Inhibition of T3SS-mediated secretion of effector-β-lactamase fusion proteins. (A) Cells growing under T3SS-inducing conditions were treated for 3 h with MBX 1641, and secreted β-lactamase activity was measured by the cleavage of nitrocefin as the ΔA₄₉₀/min. The rate of nitrocefin cleavage as a fraction of that of the untreated control is plotted versus the compound concentration. Bacterial species and effector βLA fusions were P. aeruginosa ExoS′-βLA (▪) and Y. pestis YopE-βLA (○). (B) Effects of MBX 1641 and its R- and S-enantiomers on ExoS′-βLA secretion from P. aeruginosa. Concentration dependence for MBX 1641 and its two stereo isomers, MBX 1684 and MBX 1686, were determined by the rate of nitrocefin cleavage by secreted ExoS′-βLA and calculated as the fraction of cleavage in the absence of inhibitor. Racemic mixture MBX 1641 (⧫), R-enantiomer MBX 1684 (Δ), and S-entantiomer MBX 1686 (□) are indicated.

FIG. 5.

Evaluation of the effects of MBX 1641 on bacterial and mammalian cell growth. (A) Determination of the MIC of MBX 1641 for P. aeruginosa. P. aeruginosa PAO1 cells were grown in the presence of the indicated concentrations of MBX 1641 (•) or tetracycline (▵) for 16 h in clear 96-well microplates, and the OD₆₀₀ was determined. The OD₆₀₀ as a fraction of that of DMSO-treated control cells is plotted. (B) Growth rate of P. aeruginosa cells treated with MBX 1641. P. aeruginosa PAO1 cells were grown in the presence of three different concentrations of MBX 1641 for 5 h in clear 96-well microplates, and the OD₆₀₀ was measured periodically as indicated as a measure of cell density.
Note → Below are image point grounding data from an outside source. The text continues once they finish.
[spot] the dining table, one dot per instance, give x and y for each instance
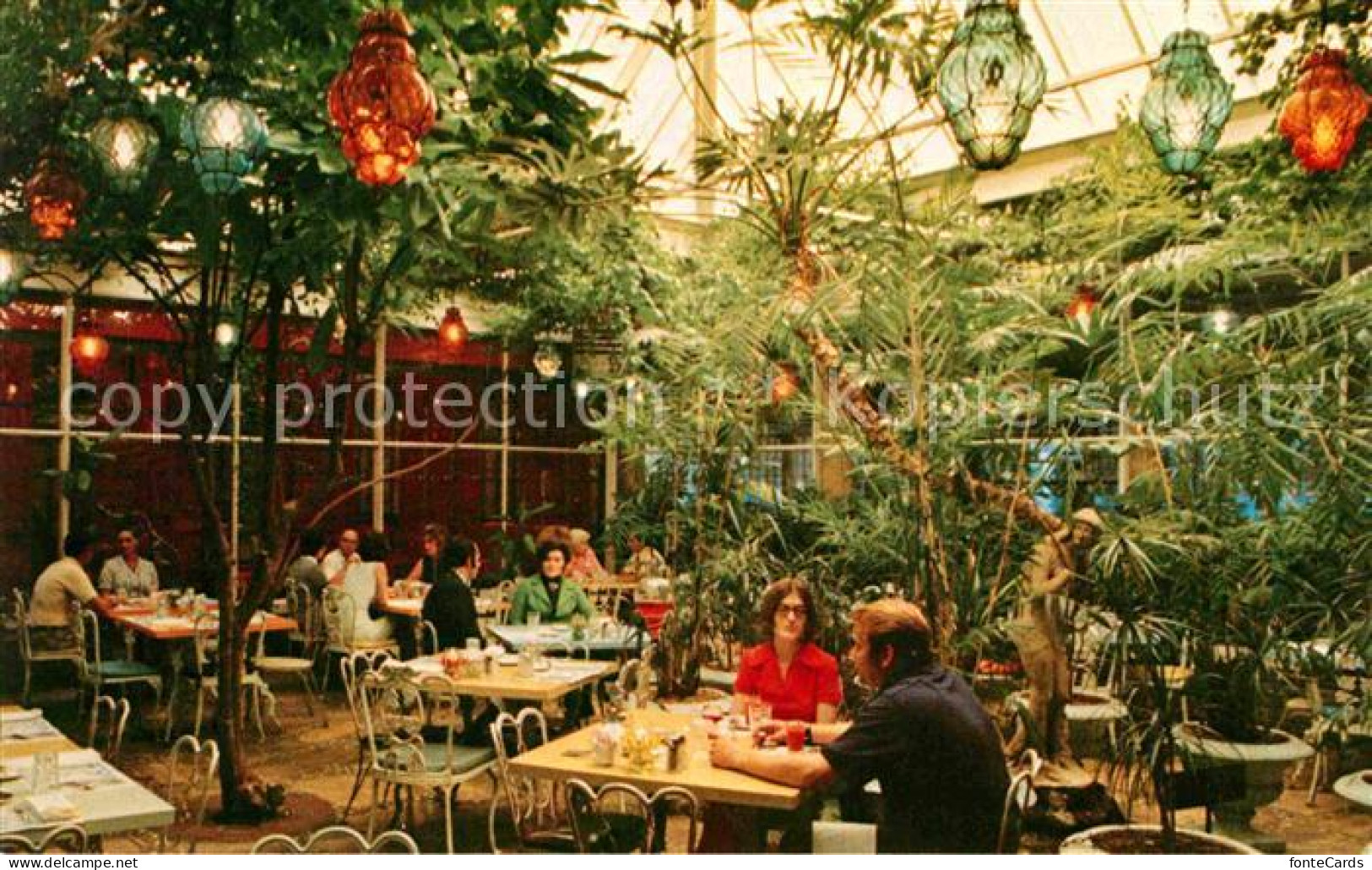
(571, 756)
(88, 791)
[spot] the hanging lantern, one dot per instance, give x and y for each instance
(55, 195)
(380, 102)
(785, 383)
(14, 266)
(548, 362)
(225, 139)
(453, 331)
(991, 83)
(1187, 103)
(124, 147)
(89, 349)
(1323, 116)
(1082, 307)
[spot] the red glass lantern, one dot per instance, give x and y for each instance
(1082, 307)
(54, 195)
(382, 102)
(453, 331)
(89, 349)
(785, 383)
(1323, 116)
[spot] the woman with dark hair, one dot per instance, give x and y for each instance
(368, 584)
(788, 670)
(427, 568)
(549, 593)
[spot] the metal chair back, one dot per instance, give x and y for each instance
(616, 818)
(109, 718)
(338, 840)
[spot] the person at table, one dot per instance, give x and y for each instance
(426, 570)
(643, 560)
(306, 568)
(449, 604)
(788, 672)
(924, 736)
(585, 564)
(366, 581)
(61, 588)
(129, 573)
(550, 595)
(336, 563)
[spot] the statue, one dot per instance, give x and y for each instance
(1040, 639)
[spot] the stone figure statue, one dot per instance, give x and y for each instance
(1042, 639)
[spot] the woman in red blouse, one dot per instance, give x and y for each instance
(786, 670)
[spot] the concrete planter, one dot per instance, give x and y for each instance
(1264, 773)
(1091, 841)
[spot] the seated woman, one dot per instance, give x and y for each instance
(427, 568)
(585, 564)
(366, 582)
(786, 670)
(548, 593)
(800, 682)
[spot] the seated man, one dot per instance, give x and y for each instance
(61, 585)
(924, 736)
(129, 573)
(449, 604)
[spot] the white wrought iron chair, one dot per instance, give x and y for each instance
(109, 718)
(66, 840)
(100, 674)
(203, 679)
(339, 617)
(338, 840)
(32, 656)
(533, 804)
(393, 707)
(355, 667)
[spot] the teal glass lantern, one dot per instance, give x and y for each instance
(14, 266)
(225, 139)
(124, 147)
(1187, 103)
(991, 83)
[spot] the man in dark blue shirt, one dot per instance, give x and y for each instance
(924, 736)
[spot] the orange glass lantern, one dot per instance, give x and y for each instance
(785, 383)
(89, 349)
(1323, 116)
(1082, 307)
(382, 102)
(54, 195)
(453, 331)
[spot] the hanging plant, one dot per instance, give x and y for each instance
(991, 83)
(1323, 116)
(1187, 103)
(382, 102)
(55, 195)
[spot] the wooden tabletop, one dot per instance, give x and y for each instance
(147, 623)
(561, 679)
(571, 756)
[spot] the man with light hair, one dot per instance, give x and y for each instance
(924, 736)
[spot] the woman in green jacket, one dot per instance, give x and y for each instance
(548, 593)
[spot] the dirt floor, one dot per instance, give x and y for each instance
(316, 762)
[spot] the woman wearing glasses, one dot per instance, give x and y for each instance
(129, 573)
(788, 672)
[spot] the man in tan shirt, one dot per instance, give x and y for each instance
(61, 585)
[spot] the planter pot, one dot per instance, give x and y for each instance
(1264, 777)
(1356, 788)
(1146, 840)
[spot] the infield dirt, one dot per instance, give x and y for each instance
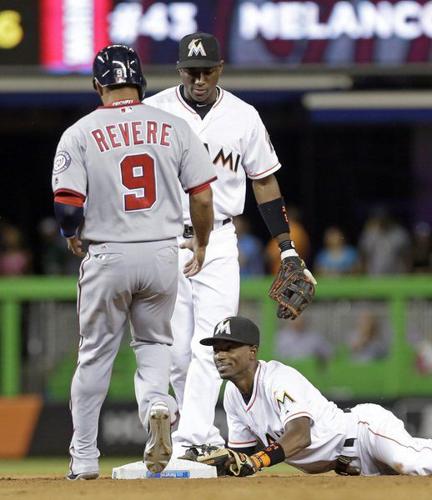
(264, 487)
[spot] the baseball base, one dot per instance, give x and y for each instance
(176, 469)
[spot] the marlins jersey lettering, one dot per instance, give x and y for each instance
(121, 159)
(236, 140)
(281, 394)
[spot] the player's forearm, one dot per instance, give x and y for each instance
(201, 212)
(69, 218)
(272, 207)
(266, 189)
(296, 436)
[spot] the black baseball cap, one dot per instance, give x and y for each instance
(199, 50)
(236, 329)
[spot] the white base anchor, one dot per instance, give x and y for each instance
(176, 469)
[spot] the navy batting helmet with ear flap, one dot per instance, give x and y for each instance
(117, 65)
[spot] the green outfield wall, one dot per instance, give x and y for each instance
(394, 376)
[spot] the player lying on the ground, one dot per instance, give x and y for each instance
(272, 404)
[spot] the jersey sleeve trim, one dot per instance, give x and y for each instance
(265, 173)
(69, 197)
(297, 415)
(241, 444)
(200, 187)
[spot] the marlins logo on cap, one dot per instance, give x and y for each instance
(223, 327)
(196, 48)
(199, 50)
(236, 329)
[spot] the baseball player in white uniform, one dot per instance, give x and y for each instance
(116, 185)
(240, 148)
(272, 405)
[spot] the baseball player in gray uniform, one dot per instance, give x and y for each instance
(240, 148)
(275, 414)
(116, 184)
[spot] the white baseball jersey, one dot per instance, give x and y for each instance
(121, 160)
(237, 142)
(281, 394)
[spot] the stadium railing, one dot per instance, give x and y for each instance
(400, 298)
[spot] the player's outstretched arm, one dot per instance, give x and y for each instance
(69, 214)
(201, 212)
(233, 462)
(294, 285)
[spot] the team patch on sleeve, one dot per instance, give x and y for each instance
(61, 162)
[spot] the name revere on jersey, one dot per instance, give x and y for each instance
(281, 394)
(125, 161)
(237, 142)
(134, 133)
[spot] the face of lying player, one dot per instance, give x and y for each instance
(234, 360)
(200, 83)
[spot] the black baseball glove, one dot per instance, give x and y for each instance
(227, 462)
(293, 288)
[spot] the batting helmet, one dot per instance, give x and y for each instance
(117, 65)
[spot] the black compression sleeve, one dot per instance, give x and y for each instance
(68, 217)
(275, 216)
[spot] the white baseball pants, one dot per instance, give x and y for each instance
(383, 442)
(202, 301)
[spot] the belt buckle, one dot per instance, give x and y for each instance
(188, 231)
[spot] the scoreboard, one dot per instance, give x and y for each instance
(63, 35)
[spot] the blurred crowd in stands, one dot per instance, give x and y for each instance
(383, 247)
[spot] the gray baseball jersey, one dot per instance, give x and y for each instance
(121, 160)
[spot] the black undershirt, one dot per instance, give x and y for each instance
(199, 108)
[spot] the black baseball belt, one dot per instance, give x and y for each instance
(188, 231)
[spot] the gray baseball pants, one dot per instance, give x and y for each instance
(121, 282)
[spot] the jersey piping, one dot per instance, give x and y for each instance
(267, 172)
(62, 194)
(255, 389)
(201, 187)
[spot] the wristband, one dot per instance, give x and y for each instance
(275, 216)
(271, 455)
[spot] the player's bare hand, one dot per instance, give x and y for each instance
(194, 265)
(75, 246)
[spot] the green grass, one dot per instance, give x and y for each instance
(48, 467)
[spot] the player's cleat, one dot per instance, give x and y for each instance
(83, 475)
(158, 449)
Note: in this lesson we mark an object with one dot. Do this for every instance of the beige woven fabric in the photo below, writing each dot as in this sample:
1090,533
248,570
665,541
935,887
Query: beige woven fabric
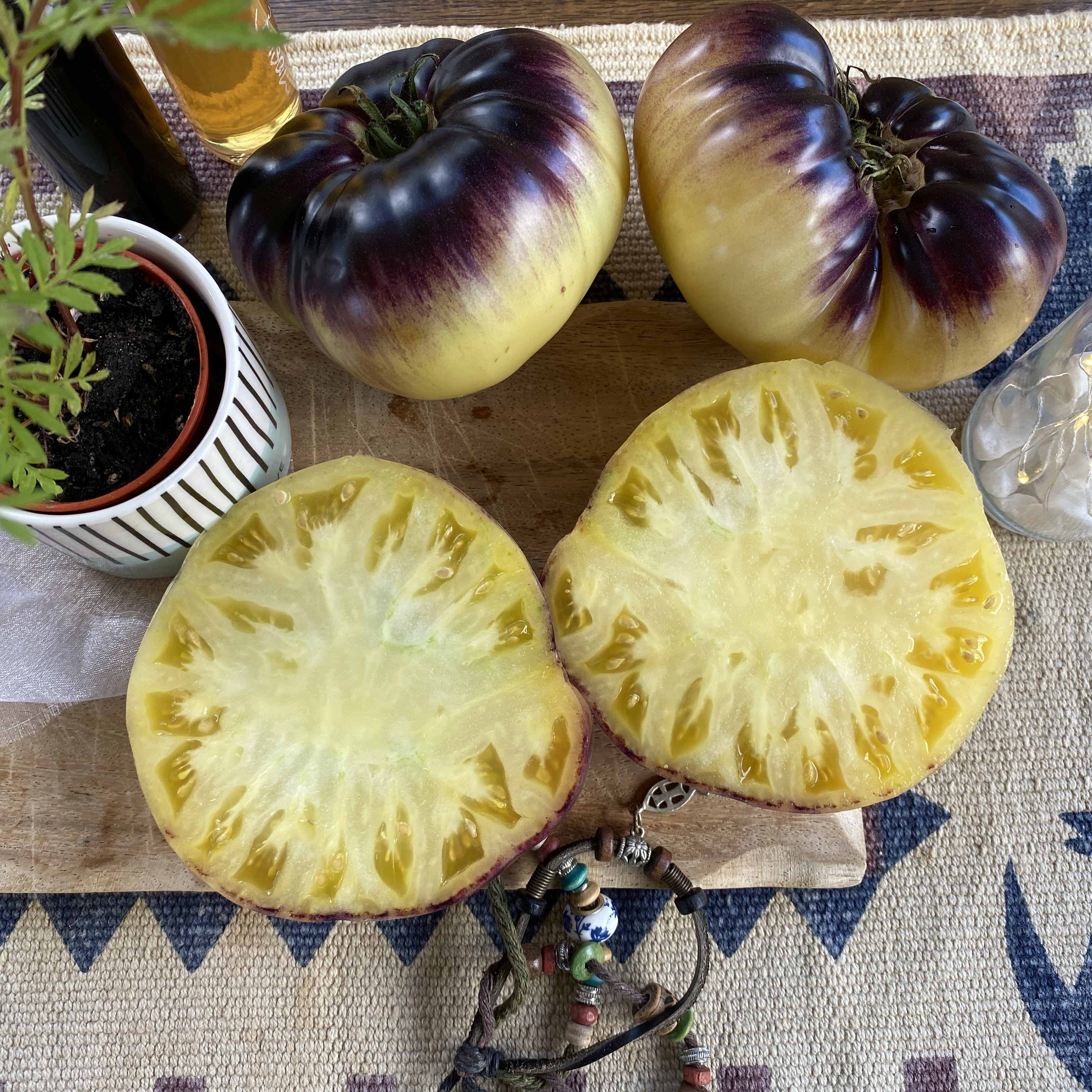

MBX 1641 was present at 100 (□), 50 (•), or 25 μM (○), or cells were treated with an equivalent concentration (2%) of DMSO only (▵). (C) HeLa cell cytotoxicity of MBX 1641. HeLa cells were cultured in VP-SFM medium without serum in the presence of the indicated concentrations of MBX 1641 (•) or novobiocin (▵) for 3 days, and cytotoxicity was determined by the ability of remaining live cells to reduce a vital tetrazolium salt stain. Results are plotted as the percentage of cytotoxicity relative to levels for DMSO-treated and Triton X-100-lysed control cells.